4/ Selon vous, la crise sans précédent que nous traversons pourrait entraîner des transformations dans le paysage politique français. A quoi peut-on s’attendre ?

J’en suis convaincu dans la mesure où le terme du confinement généralisé ne sera selon toute vraisemblance qu’un moment de la crise apportée par la pandémie. Les dégâts économiques auront des conséquences multiples. Il serait étonnant de ne pas assister à une vague de faillites et de licenciements. Même si l’on peut espérer un regain rapide de l’activité économique, tous ne pourront en bénéficier. De manière connexe, la situation de confinement n’aura pas annulé mais plutôt accentué la perception des différences sociales, qui risquent encore davantage d’être ressenties comme des injustices. En outre, chacun aura relevé, à commencer par le président de la République, que l’utilité sociale était diversement récompensée. Reste enfin l’épineuse question des retombées fiscales du considérable effort budgétaire actuel. Ce genre de débat est rarement porteur d’unité. Je m’attends donc à une crise sociale accrue et qui se déploiera pour l’essentiel sur les lignes de clivage antérieures à la crise. Je m’en tiens donc à mon analyse d’une montée des tensions entre le « bloc élitaire » et un « bloc populaire » qui prend à son tour conscience de lui-même.
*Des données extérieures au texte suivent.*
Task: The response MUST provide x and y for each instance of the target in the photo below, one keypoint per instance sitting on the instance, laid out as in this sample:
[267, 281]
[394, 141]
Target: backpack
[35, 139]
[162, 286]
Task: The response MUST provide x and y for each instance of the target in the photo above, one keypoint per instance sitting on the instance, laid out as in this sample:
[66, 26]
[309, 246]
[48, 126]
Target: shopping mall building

5/ La gestion de la crise par le gouvernement suscite de nombreuses critiques et les récriminations venues des milieux médicaux face aux pénuries de matériel et à la courbe exponentielle des victimes de l’épidémie trouvent écho dans l’opinion française. Au-delà de la responsabilité politique, la responsabilité pénale de nos dirigeants peut-elle être engagée ? Le gouvernement actuel doit-il s’inquiéter de l’après crise ?

Ceci va constituer une ombre persistante. Une bonne partie de l’opinion comprendrait mal qu’après que la justice se soit intéressée de très près à François Fillon, Jean-Luc Mélenchon ou Marine Le Pen, elle ne se penche pas sur la gestion de la crise sanitaire par les autorités. Sans vouloir entrer dans des considérations juridiques, je pense que la question que vous posez sera un élément nouveau de notre vie politique.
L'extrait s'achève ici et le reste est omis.